História de convivência sobre a leitura do Apanhador No Campo de Centeio
São Paulo
2015
Reler O Apanhador No Campo de Centeio (pois já o tinha lido na época da escola) me levou à adolescência, ainda mais em um momento em que tudo parece me puxar de volta aos 16 anos. Eu li o livro dessa vez, com os pensamentos desses mesmos anos.
Sempre tive uma forte identificação com o personagem principal, um pouco na forma de perceber que o mundo está todo errado, um pouco no jeito impulsivo de agir. E me era muito óbvio de que o livro fosse apenas sobre isso. Sobre nós, trangressores, que pensamos que não há um lugar nosso no mundo.

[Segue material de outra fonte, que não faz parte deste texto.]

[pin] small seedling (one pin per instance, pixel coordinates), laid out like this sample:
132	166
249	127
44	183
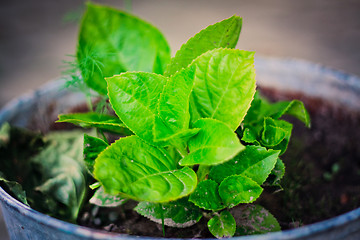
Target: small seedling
198	140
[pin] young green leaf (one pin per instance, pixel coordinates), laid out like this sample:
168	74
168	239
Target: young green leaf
102	199
112	41
222	225
206	196
224	86
134	169
215	143
238	189
63	172
180	213
134	97
224	34
255	162
173	106
92	148
91	119
254	219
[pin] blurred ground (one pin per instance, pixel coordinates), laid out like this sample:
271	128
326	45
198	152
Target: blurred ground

Desconcertante foi ver que há tantas formas de ler esse livro e tantas outras identificações. Ter que reler os capítulos a cada semana para a próxima discussão me fazia ter vários olhos para Holden Caufield. Eu me apropriava de cada experiência e cada perspectiva e devorava os capítulos seguintes me atentando a novos detalhes e à novos significados.
O que persistia, porém, era essa minha inquietação. Sobre o que tanto Holden buscava, o que poderia ser tão importante a ele, que percebi que poderia ser tão importante a todos que se confrontam com esse livro. Que nos incomoda, que não queremos nem saber que existe. Preferimos continuar com nossa vidas, apenas seguindo.
Ao longo da história há fortemente a busca pelo interlocutor ideal. Aquele que realmente se importa, que possa sanar a inquietação. Olhar nos olhos de alguém e dizer: “Você não sente que tem algo de errado com o mundo lá fora?” e ouvir como resposta aquele sim, que te fará ter uma conexão para sempre com aquela pessoa.
É muito simples deduzir que Holden busca o humano. Mas experimente se debruçar na pergunta “o que é esse humano?”. Eu me repetia essa pergunta assim como o livro repetia a pergunta de para onde vão os patos quando o lago congela no inverno. E então eu percebi que o meu humano era aqueles patos, aproximados por uma grande metáfora. Para onde vai o que nos é mais instrínseco? Não pode se deixar congelar, tem que ir para algum lugar!
Durante as histórias de leitura, pude ver que a humanidade é esse olhar para o outro. Foi o que me fez absorver experiências que não eram minhas, mas tornaram-se minhas. Pessoas tão diferentes, de idades e lugares tão diferentes que ficaram tocadas da mesma forma com a delicadeza dos poemas da luva do Allie.
Não quero me estender nesse relato, pois sei que Holden Caufield assim não o faria. Algo que devemos levar dele é entender que as maiores ações e descrições permanecem em nossas mentes. O maior trunfo do Apanhador é perceber que o que se passa no livro (que dura apenas três dias em ação), tem muito mais a ver com o que se passa na cabeça do narrador e em nossas próprias.
Holden, o apanhador. Que apanha o que tentamos esconder com palavras complicadas, ou com vários porres aos finais de semana. Sejamos todos, apanhadores.